Cronache

Agente abusò di una ragazzina. Ma i giudici gli ridanno la divisa

Il poliziotto ha fatto ricorso al Tar della Lombardia. Il tribunale lo salva: "All'epoca era ancora nell'esercito"

Agente abusò di una ragazzina. Ma i giudici gli ridanno la divisa

Ha aiutato gli stupratori di una ragazzina, tra cui suo fratello, a cercare di farla franca dopo averla martoriata per due anni; e poi si è portato a letto la ragazzina stessa, sebbene avesse appena quindici anni. Ma continuerà a fare il poliziotto. In tempi in cui di violenza sulle donne si fa giustamente un gran parlare, in direzione opposta al comune sentire si muove una sentenza del Tar della Lombardia che riammette al servizio attivo un poliziotto cacciato dal servizio dopo essere stato coinvolto nelle indagini su un turpe episodio avvenuto a Melito Porto Salvo, in provincia di Reggio Calabria. I giudici non mettono in discussione che i fattacci siano avvenuti, ma si arrampicano su questioni di diritto che li portano alla sconcertante decisione finale.

Era il settembre del 2016 quando la procura di Reggio Calabria arrestò un branco di stupratori guidato dal giovane esponente della famiglia Iamonte, uno dei clan storici della 'ndrangheta reggina. La fidanzatina di uno del branco, Davide Schimizzi, era stata ricattata dal suo ragazzo: se non vai anche con i miei amici, faccio girare le tue foto nuda. Lei, una ragazzina fragile, era finita in un incubo di stupri e angherie durato due anni.

Dalle carte dell'inchiesta saltò fuori il nome di Antonino Schimizzi, il fratello di Davide, poliziotto in servizio a Monza. Si scoprì che a lui il fratello chiese consiglio quando fu convocato per la prima volta dai carabinieri, ed ecco come gli rispose: «Allora tu in ogni qualsiasi caso ti chiamano, tu vai e dici io non mi ricordo niente! Perché no! Gli devi dire che quando mi chiamate in giudizio poi ne parliamo, adesso a titolo informativo non vi dico niente! E scrivete quello che volete! Non ho nulla da dichiarare! Esattamente così! Così gli devi dire! Davide non fare u stortu, così gli devi dire, perché altrimenti ti fanno fare, ehm ti danno un'altra cosa, tu non gli dire niente, perché se gli dici qualcosa fanno un'altra cosa loro, capito? E poi rompono i coglioni!». Ce ne sarebbe a sufficienza per rispondere di favoreggiamento. E non è tutto. Si scopre che anche Antonino ha approfittato della ragazzina. Un rapporto consenziente, e sopra i quattordici anni non c'è la presunzione di stupro: ma nell'ordinanza di custodia il giudice aveva rimarcato come «la giovane parla di consenso, ma la sua volontà già acerba ed incompleta per età e condizione evolutiva, era fortemente viziata e mutilata da una condizione di disistima e di disprezzo per la propria persona e di totale svilimento del proprio corpo che era stato ridotto (non da lei, ma da un manipolo di balordi) ad oggetto da usare al soddisfacimento dei propri brutali e patologici istinti sessuali».
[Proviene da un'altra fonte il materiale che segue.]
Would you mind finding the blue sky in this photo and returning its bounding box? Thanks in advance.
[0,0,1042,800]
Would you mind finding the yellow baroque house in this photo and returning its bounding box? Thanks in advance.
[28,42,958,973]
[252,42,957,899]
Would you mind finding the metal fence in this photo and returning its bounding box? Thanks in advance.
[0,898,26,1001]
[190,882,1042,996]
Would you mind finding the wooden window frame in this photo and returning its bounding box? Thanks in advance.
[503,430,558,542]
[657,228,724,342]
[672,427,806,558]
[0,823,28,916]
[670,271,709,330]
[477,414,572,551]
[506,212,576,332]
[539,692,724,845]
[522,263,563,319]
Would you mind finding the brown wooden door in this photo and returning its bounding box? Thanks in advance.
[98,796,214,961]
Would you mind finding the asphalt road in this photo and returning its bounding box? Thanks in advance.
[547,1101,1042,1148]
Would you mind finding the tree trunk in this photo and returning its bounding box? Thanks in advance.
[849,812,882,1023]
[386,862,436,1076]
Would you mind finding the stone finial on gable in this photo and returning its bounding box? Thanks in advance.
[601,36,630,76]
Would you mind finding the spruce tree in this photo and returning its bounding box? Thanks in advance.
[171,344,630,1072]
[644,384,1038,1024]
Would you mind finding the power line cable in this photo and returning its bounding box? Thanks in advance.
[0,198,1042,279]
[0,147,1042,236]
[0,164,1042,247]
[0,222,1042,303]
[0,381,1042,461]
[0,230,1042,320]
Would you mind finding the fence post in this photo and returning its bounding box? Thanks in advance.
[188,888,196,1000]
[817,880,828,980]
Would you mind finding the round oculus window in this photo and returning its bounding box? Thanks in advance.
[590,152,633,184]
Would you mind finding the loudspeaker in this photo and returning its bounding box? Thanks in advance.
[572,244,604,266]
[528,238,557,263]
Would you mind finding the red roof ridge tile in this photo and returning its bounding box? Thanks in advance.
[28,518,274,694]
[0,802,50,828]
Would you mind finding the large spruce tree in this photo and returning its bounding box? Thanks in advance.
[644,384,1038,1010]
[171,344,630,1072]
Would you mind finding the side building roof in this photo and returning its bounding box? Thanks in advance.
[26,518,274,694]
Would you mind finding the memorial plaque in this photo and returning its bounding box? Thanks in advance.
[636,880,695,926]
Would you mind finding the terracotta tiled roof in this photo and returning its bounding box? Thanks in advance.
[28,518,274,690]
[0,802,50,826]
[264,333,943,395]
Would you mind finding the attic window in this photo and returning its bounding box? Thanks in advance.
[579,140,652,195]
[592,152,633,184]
Il 10 gennaio 2017 il Consiglio di disciplina decide la destituzione del poliziotto dal servizio: con i suoi suggerimenti al fratello «ha denotato l'assenza dei valori di lealtà, rettitudine e abnegazione che devono rappresentare il patrimonio genetico di ogni appartenente alla polizia di Stato».
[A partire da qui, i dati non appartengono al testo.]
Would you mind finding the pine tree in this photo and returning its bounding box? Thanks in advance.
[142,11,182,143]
Ma il Tar della Lombardia ora gli restituisce divisa e pistola. Motivo: quando aveva avuto rapporti sessuali con la vittima non prestava servizio in polizia ma nell'esercito. Non è chiaro cosa cambi nella gravità del fatto, ma secondo i giudici del Tar basta questo per reintegrare Schimizzi in servizio.

E i consigli dati al fratello per schivare le indagini, forniti quando era già arruolato in polizia e aveva già giurato di essere fedele soltanto alla legge? La sentenza, semplicemente, non ne parla.